A state investment in local public health
Health First Indiana transforms public health through a state and local partnership to deliver services at the county level.
Senate Enrolled Act 4, legislation passed by the 2023 Indiana General Assembly, provides Health First funding starting in 2024 so counties can determine the health needs of their communities and implement evidence-based programs focused on prevention.
Counties decide whether to opt-in to the new funding and to provide the core public health services, including trauma and injury prevention, chronic disease prevention, maternal and child health and more.
The goal is to ensure that every Hoosier has access to the core public health services that allow them to achieve their optimal health and well-being. Good health is the foundation of our ability to thrive, from schools to the economy.
Around the State
Indiana has 95 local health departments across the state focused on improving Hoosier health and safety.
Here are a few ways public health is working to meet the needs of their communities:
This summer the Noble County Health Department held a bike safety event for kids in Kendallville. Children who came to the event received a goodie bag with healthy snacks and information about area agencies, a free bike helmet fitted by a certified specialist, and a short bike safety lesson.

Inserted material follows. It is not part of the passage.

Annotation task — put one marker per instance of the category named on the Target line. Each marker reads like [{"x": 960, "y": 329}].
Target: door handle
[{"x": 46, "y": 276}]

It was a beautiful evening for a bike ride and a wonderful opportunity to collaborate with so many of our community partners to provide safety and prevention activity for our community. The event was a collaboration with Parkview Health Systems, The Cole Center Family YMCA, Activate Noble County and Noble Trails.
The Elkhart County Health Department provided free vaccinations, health screenings, and other resources at NIHHC’s back-to-school health fair Aug. 11, at a local school. More than 400 people attended the community health fair. All health care services and resources were offered free with no appointment or doctor’s referral necessary. More than 330 total vaccinations were administered; 70% were for children, and 30% for adults. Health screenings included cholesterol, glucose, A1C screenings, blood pressure, BMI, and waist circumference. Over 170 people received health exams.
The event was a partnership with the Northern Indiana Hispanic Health Coalition (NIHHC), in partnership with the Indiana Department of Health, Child Care and Development Fund, Elkhart Community Schools and MDwise.
The Bartholomew County Health Department created a student backpack that shows parents and caregivers how potential risks can be hidden in a student's backpack. There are 19 tobacco products or containers in the demonstration backpack. Many parents and other adults are surprised by how easy it is for children to hide and maintain access to dangerous substances. The backpacks are used during health fairs and presentations to adult audiences. The backpacks alert parents and caregivers to signs and signals that their youth may be using prescription drugs inappropriately.
Several indicators for young adults continue to be a source of concern. Recent data released from the Substance Abuse and Mental Health Services Administration has cited these most recent findings: Frequent marijuana use in 12-17 year olds and young adults (18-25 year olds) appears to be associated with opioid use, heavy alcohol use and depressive disorder.